MONTREAL—Today, the Canadian government announced an important step towards advancing Indigenous-led protection of the Seal River watershed in partnership with the province of Manitoba and four First Nations.
The announcement of a feasibility assessment for a new Indigenous Protected Area comes during the United Nations Biodiversity Conference in Montreal, where countries are gathered to draft new goals that will help stop and reverse the loss of nature globally. Last week, Canada made a historic commitment of up to $800 million to advance four other Indigenous-led conservation initiatives.
The Seal River watershed—a 50,000-square-kilometre expanse of tundra, forest and wetland located in Northern Manitoba—is an extraordinary repository of northern biodiversity, including culturally important caribou herds.

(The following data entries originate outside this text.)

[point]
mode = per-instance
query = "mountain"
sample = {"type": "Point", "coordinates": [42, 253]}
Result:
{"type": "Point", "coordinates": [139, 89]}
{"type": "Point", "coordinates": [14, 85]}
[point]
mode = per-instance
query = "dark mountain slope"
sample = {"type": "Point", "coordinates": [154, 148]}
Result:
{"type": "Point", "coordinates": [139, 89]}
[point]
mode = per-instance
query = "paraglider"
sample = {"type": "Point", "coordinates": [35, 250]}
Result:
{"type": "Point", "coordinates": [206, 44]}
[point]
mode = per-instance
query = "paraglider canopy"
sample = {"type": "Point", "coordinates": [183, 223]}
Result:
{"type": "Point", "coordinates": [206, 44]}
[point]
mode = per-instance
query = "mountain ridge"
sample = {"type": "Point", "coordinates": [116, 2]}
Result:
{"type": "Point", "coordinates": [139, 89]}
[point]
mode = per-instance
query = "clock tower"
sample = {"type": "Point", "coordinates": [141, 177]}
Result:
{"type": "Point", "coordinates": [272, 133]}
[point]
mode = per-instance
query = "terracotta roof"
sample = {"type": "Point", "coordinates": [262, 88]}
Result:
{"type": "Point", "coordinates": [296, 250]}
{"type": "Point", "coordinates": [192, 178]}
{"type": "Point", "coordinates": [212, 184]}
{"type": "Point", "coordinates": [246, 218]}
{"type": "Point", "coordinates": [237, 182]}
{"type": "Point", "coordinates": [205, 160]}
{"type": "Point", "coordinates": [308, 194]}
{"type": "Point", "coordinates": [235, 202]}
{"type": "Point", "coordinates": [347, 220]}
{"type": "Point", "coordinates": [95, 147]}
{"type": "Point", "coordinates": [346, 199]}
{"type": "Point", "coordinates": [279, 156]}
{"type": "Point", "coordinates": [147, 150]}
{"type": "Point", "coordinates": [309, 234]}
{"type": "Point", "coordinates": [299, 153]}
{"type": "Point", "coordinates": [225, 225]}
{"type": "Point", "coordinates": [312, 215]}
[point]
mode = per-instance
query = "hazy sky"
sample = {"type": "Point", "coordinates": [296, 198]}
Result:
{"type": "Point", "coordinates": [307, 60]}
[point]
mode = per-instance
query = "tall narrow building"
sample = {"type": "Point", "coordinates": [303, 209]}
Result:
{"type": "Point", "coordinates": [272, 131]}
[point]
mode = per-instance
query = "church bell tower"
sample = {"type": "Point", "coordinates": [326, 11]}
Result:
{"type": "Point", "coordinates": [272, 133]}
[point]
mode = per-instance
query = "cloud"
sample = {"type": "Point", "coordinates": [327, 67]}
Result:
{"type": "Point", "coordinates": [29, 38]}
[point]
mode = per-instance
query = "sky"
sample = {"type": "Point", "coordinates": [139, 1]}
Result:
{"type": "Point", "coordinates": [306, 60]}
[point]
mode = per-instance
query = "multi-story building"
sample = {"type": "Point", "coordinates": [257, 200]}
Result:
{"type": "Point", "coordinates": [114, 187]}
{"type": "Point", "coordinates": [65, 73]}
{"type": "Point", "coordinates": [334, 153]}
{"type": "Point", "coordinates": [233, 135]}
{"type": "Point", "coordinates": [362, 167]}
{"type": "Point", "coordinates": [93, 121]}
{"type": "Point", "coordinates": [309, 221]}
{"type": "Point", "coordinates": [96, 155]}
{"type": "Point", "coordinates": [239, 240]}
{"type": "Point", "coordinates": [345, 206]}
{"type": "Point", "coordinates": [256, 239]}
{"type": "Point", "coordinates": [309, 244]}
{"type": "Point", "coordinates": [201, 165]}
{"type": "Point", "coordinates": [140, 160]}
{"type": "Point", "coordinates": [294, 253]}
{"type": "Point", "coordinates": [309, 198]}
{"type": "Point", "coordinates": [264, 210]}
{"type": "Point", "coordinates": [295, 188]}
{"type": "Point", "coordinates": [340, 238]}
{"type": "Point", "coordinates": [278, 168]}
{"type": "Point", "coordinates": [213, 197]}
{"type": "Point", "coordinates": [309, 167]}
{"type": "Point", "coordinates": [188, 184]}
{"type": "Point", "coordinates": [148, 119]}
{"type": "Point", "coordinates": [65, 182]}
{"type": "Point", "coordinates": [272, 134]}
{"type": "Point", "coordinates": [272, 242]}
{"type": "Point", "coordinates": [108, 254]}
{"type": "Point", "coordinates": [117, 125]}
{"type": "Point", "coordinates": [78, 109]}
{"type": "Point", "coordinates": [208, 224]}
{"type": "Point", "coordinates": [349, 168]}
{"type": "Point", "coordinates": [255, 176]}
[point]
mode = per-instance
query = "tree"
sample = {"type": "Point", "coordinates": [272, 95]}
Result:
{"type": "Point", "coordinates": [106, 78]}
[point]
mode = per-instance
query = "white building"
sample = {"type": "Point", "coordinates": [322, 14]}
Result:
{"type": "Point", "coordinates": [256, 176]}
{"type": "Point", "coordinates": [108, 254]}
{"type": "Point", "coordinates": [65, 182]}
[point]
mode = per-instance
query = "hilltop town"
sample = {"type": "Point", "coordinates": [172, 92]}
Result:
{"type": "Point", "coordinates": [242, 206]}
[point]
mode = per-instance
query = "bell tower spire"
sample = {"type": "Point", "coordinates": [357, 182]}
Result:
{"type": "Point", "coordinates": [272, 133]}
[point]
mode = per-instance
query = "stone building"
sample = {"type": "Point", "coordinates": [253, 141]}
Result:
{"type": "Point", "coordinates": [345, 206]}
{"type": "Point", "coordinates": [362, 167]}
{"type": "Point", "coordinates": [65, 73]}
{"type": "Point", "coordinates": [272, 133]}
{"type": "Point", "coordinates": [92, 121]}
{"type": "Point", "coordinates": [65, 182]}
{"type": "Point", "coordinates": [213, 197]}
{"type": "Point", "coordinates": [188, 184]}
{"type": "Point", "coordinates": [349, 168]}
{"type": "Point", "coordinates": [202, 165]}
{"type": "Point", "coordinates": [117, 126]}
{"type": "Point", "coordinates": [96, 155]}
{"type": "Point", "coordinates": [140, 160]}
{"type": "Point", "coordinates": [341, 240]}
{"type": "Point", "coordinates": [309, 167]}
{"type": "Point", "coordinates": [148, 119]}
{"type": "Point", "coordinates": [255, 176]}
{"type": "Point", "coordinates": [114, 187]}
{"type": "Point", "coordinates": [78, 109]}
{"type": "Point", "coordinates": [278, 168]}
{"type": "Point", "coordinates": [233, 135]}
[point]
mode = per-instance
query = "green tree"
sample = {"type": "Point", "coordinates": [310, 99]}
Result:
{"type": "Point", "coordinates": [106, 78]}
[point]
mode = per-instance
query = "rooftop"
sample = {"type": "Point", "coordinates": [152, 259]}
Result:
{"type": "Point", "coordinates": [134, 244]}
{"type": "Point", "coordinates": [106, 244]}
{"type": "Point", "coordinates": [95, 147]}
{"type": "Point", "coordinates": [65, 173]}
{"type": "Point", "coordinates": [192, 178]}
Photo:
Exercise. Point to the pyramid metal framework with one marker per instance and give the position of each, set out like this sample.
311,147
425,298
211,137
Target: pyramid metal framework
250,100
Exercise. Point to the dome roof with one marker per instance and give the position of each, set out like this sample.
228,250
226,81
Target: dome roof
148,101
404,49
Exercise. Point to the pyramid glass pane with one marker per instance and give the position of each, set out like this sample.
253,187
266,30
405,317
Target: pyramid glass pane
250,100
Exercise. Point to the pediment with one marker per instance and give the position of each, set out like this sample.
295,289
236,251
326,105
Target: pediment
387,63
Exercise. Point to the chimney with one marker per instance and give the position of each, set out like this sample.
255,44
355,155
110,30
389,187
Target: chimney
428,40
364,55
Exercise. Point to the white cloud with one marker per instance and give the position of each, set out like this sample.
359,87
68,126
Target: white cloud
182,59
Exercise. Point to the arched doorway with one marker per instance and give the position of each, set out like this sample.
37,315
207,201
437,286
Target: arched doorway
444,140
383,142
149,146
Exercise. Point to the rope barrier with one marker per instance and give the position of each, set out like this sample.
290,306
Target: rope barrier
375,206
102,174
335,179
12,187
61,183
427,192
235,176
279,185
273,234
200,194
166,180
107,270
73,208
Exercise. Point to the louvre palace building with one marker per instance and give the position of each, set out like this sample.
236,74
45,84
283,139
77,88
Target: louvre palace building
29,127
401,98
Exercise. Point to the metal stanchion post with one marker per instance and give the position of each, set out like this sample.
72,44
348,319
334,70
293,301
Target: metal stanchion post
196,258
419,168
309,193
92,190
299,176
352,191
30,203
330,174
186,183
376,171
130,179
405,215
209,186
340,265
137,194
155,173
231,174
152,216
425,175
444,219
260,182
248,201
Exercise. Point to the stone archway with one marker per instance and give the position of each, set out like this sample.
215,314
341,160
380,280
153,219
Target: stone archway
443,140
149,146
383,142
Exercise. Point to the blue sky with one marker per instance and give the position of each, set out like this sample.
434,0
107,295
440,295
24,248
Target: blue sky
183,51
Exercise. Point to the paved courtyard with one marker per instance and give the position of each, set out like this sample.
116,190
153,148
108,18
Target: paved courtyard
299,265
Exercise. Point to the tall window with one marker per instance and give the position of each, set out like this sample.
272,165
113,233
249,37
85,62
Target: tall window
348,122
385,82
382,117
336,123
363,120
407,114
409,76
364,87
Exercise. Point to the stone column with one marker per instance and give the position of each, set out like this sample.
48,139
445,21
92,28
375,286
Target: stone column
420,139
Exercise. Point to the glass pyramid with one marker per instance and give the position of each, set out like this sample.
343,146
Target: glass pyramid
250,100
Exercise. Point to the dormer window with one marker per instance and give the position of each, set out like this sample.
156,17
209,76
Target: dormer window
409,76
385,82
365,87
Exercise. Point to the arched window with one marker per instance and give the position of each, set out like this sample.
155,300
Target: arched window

Through the Seal River Watershed Alliance, Sayisi Dene First Nation has been working in partnership with the Northlands Denesuline Nation, Barren Lands First Nation and O-Pipon-Na-Piwin Cree Nation to conserve their ancestral lands and waters.
During the pandemic, Oceans North helped support harvesting programs in Tadoule Lake, the Sayisi Dene community in the heart of the watershed. The programs were aimed at improving local food security and passing down knowledge and skills. “The people who know the land and depend on it for their wellbeing are the ones best placed to protect it,” says Chris Debicki, vice-president of policy and counsel at Oceans North. “We’re happy to see the province and federal government working with Cree and Dene Nations, as well as the expansion of solutions that benefit both communities and nature.”
The Seal River watershed is connected to the marine ecosystem of Western Hudson Bay. The estuary of the Seal River itself is home to some of the 57,000 belugas that migrate to Western Hudson Bay each summer—and recent research suggests it could be an important nursery for beluga calves. Yet this marine habitat remains unprotected. “We’ve seen at this conference what’s possible when multiple levels of government, Indigenous communities and other groups come together to protect species and places that matter to them,” Debicki says. “We’re hopeful that spirit of collaboration will continue as Canada continues its work to protect global biodiversity and reach our conservation targets.”